In the United States we perform more than 3 million cataract surgeries per year and that means millions of postoperative eye drop prescriptions. With declining reimbursements of surgeon fees and increasing costs of medications, are we getting to the tipping point? Depending on the specific medications prescribed, the retail cost of the eye drops can be more than the surgeon fee for patients enrolled in Medicare.
The retail price of eyedrops has increased dramatically over the past decade and that includes both brand-name as well as generic medications. I have noted some generic corticosteroids like prednisolone acetate costing $100 per bottle. Brand-name corticosteroids often can be twice that price. And when we look at NSAIDs, hold on to your seat—some of them have retail prices in excess of $300 for just a couple of milliliters!
If I had cataract surgery on my own eyes tomorrow, I would want to use an antibiotic, a corticosteroid, and an NSAID perioperatively. But are there other options? Do we need to prescribe all of these medications for every patient? Is there a lower-cost option that is still efficacious?
Studies have shown that use of intracameral antibiotics is helpful in preventing the rare but sight-threatening complication of endophthalmitis. Large studies have looked at using a small dose of intracameral cefuroxime or moxifloxacin at the time of surgery with excellent results. These studies are so convincing that I heed the advice in my own private practice and my partners also follow suit in our surgery center. With this intracameral antibiotic in the eye, do we need to use topical antibiotics for a week or longer in the postoperative period? The argument for “yes” is because of the sometimes-vague concept of “standard of care in the community.” However, remember that at one time the standard of the care in the community was to avoid inserting intraocular lenses and to avoid phacoemulsification.

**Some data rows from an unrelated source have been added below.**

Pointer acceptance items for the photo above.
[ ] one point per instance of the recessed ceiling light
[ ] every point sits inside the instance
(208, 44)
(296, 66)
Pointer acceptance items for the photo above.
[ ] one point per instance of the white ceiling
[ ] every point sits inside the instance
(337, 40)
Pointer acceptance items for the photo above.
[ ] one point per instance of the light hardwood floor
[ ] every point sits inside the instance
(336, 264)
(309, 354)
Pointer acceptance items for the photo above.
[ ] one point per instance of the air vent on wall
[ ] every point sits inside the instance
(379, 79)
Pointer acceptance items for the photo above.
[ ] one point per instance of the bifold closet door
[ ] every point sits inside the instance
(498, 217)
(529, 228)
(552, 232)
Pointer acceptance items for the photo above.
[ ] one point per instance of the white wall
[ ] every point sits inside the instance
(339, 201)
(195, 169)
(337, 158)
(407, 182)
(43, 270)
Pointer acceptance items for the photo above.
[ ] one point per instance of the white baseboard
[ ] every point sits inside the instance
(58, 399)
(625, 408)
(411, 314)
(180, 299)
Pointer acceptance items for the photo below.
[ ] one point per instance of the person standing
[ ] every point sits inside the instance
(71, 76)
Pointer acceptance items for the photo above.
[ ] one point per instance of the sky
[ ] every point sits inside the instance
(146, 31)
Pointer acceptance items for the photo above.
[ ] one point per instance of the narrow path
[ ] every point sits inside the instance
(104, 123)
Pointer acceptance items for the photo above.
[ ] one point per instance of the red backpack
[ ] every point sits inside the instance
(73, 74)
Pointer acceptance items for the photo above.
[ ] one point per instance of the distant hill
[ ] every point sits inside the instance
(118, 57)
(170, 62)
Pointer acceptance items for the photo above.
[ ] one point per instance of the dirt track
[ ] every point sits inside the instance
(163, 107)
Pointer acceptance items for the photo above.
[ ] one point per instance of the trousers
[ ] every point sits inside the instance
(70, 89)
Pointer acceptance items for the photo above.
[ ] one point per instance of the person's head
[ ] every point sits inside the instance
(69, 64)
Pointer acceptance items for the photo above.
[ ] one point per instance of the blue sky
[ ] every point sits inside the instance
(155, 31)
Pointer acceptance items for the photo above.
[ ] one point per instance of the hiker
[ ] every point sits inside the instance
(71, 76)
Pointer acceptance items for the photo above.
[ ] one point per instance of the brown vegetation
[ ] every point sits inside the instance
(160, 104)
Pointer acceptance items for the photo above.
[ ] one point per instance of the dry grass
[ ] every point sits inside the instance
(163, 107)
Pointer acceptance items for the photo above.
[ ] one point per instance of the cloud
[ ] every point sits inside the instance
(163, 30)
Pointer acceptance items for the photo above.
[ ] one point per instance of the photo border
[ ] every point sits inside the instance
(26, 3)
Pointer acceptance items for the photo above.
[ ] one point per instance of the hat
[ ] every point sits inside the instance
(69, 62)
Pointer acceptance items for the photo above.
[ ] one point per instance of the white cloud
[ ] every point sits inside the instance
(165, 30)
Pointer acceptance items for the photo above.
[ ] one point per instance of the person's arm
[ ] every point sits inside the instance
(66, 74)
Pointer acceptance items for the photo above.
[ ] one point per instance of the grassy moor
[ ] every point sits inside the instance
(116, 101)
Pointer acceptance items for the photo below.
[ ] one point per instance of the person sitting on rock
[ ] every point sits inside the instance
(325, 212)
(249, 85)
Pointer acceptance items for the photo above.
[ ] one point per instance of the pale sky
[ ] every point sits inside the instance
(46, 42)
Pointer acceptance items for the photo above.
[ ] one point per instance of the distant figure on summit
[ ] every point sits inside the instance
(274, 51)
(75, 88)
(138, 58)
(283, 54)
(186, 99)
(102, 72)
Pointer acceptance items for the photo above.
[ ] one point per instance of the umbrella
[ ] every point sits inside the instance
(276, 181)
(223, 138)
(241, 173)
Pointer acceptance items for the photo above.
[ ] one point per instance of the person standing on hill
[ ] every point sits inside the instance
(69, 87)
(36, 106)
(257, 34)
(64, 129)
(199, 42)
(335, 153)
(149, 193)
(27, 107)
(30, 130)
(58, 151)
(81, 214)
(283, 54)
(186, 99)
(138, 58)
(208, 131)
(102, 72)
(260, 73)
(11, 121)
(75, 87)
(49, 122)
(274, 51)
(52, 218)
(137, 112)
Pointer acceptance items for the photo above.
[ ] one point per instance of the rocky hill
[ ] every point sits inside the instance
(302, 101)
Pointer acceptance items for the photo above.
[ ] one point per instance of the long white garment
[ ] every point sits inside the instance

The idea of placing medications in the eye to avoid having to use postoperative drops is not new and it can be helpful. Depot injections of corticosteroids or antibiotics have been done for decades and now these are available commercially in a premixed format ready for use. These medications are injected behind the zonular structure and into the vitreous where they have an effect for a few weeks. The side effect is a cloud of mediation floating in the vision in the postoperative period. Also, if the patient has an increased intraocular pressure from the corticosteroids, it is not easy to take away the depot of medicine.
Compounding pharmacies are also offering combination drops that are not otherwise commercially available, putting a steroid, NSAID, and antibiotic in 1 bottle for a more reasonable price. This sounds like a good option, though a high level of trust in the sterility and processing at the compounding pharmacy is needed.
At the time of surgery, small aliquots of preservative-free moxifloxacin and triamcinolone could be placed in the anterior chamber, thereby providing immediate antibiotic coverage at the most critical time and also giving immediate anti-inflammatory activity. Due to the high turnover of aqueous humor, the antibiotic may only last a few hours—although the triamcinolone particles would last a few days because these particles tend to embed into iris tissue. For continued postoperative inflammation suppression, a combination of a topical corticosteroid and NSAID could then be delivered for a few weeks. The total cost of this regimen would come in at about $100 per eye at current prices. And more importantly, this is a regimen that I would happily accept for my own cataract surgery sometime in the future, assuming there was reasonable evidence that it was safe and effective.
I’m all for a free market and the pharmaceutical companies are of course welcome to price their medications as high as they want. But as physicians, we guide patients; and we should not feel tied to any single product if other great options exist.